Wollaton Hall – Wollaton Hall & Deer Park, Nottingham

 

Another Nottingham favourite, this one-lap parkrun will take you through the Deer Park where you will also get to see the beautiful Wollaton Hall. It’s close proximity to the city centre also makes it ideal and easy to access. If you’re lucky, you may ever get to meet Virtual Runner owner Susan Wheatcroft.

 

Bushy Parkrun – Bushy Park, Teddington

 

This London-based parkrun was the original and founded in 2004. This fast and flat parkrun is ideal for getting a PB or taking it easy. Avid parkrunners or first timers will love this course and being the original surely gives it extra credit to be added to your parkrun agenda.

 

Dalby Forest – Low Dalby, Pickering

 

Another ‘foresty’ route, Dalby Forest parkrun is in Dalby Forest Courtyard and the route will take you along a mixture of forest roads, gravel paths and wooden bridges. Although there are a few little hills, this course is mainly flat – another incentive to try this beautiful parkrun. Although it could be slightly muddy on a rainy day, this only adds to its character and won’t take away from the river and nature of the forest you’ll get to appreciate on your run.

 

Brighton & Hove – Hove Park, Brighton

 

Brighton & Hove could be a holiday parkrun or one if you’d like to escape the city, especially since it’s only an hour train ride from London! This run takes place on the Brighton Promenade along the beautiful shoreline showing views across the English Channel. You’ll be mainly running on asphalt paths where you’ll follow the course of a smaller lap followed by two slightly bigger ones. However don’t let the layout put you off as along the way you’ll be able to see some popular Brighton landmarks such as the pier and observation tower.

 

Edinburgh – Cramond/Silverknowes Promenade

 

This course will take you along the Cramond Foreshore entirely on a tarmac footpath. The sea breeze makes it an ideal running location as well as the lovely natural scenery. Edinburgh parkrun would be an ideal post lockdown park run especially if you’re just getting back into running as the course is designed to be enjoyable rather than for pure PB speed.

 

 

Being an international event, it wouldn’t be right not to mention a few of the other popular parkruns from around the globe.

 

Kangaroo Island – Kingscote, Kangaroo Island, Australia

 

Kangaroo Island parkrun finds itself on the Guardian’s list of the top 10 parkruns in the world.
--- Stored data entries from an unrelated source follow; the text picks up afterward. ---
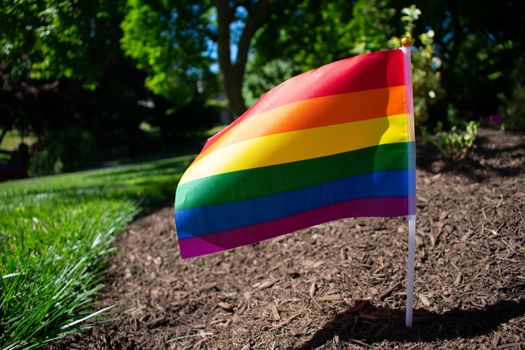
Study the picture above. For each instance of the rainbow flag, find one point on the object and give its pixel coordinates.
(332, 143)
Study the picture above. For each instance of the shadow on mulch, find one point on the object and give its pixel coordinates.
(367, 324)
(487, 160)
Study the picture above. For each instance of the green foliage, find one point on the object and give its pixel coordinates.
(63, 151)
(259, 80)
(168, 38)
(60, 38)
(426, 77)
(513, 103)
(454, 144)
(355, 28)
(54, 234)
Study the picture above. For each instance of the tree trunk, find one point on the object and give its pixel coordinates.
(233, 72)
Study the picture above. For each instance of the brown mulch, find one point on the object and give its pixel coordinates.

If that’s not incentive enough the island is the home to an abundance of native Australian wildlife. The course will take you entirely along permanent paths which start and finish at the Tidal Pool in Kingscote and follow the coast towards Brownlow. Not only is this a uniquely beautiful parkrun but one which will not leave you disappointed if you ever decide to try it out.

 

Crissy Field, California

 

Also finding itself on the Guardian’s list, the parkrun team at Crissy Field parkrun have said they’ve seen an interest in tourists attending from the UK, Australia and many more. This is because of the beautiful views the route offers. Runners taking part will see iconic landmarks such as the Golden Gate Bridge, the Palace of Fine Arts and the San Francisco Skyline. If travelling to this side of the world is on your post-pandemic agenda then this parkrun should be an essential stop.

 

The Virtual Runner UK community have also suggested some great parkruns to visit once the weekly 5km timed run is back:

 

  • “Bournemouth Parkrun – nice open start so no congestion with plenty of ups and downs to keep the interest up. Two passing’s of the Vitality Stadium and finishing by the athletics stadium too!” – Martin Coombes

 

  • “Whinlatter Forest (in the lakes) – highest elevation of any parkrun in the country. Amazing scenery with beautiful views while you try to breathe and climb the hills. So much to do afterwards too like going to the cafe, Gruffalo Trail, mountain biking and loads of walking.” – David McGarry

 

  • “Aberdeen! Fast, flat, beautiful sea view and (as long as things return to the way they were), a full Scottish breakfast with bottomless tea and coffee at the end!”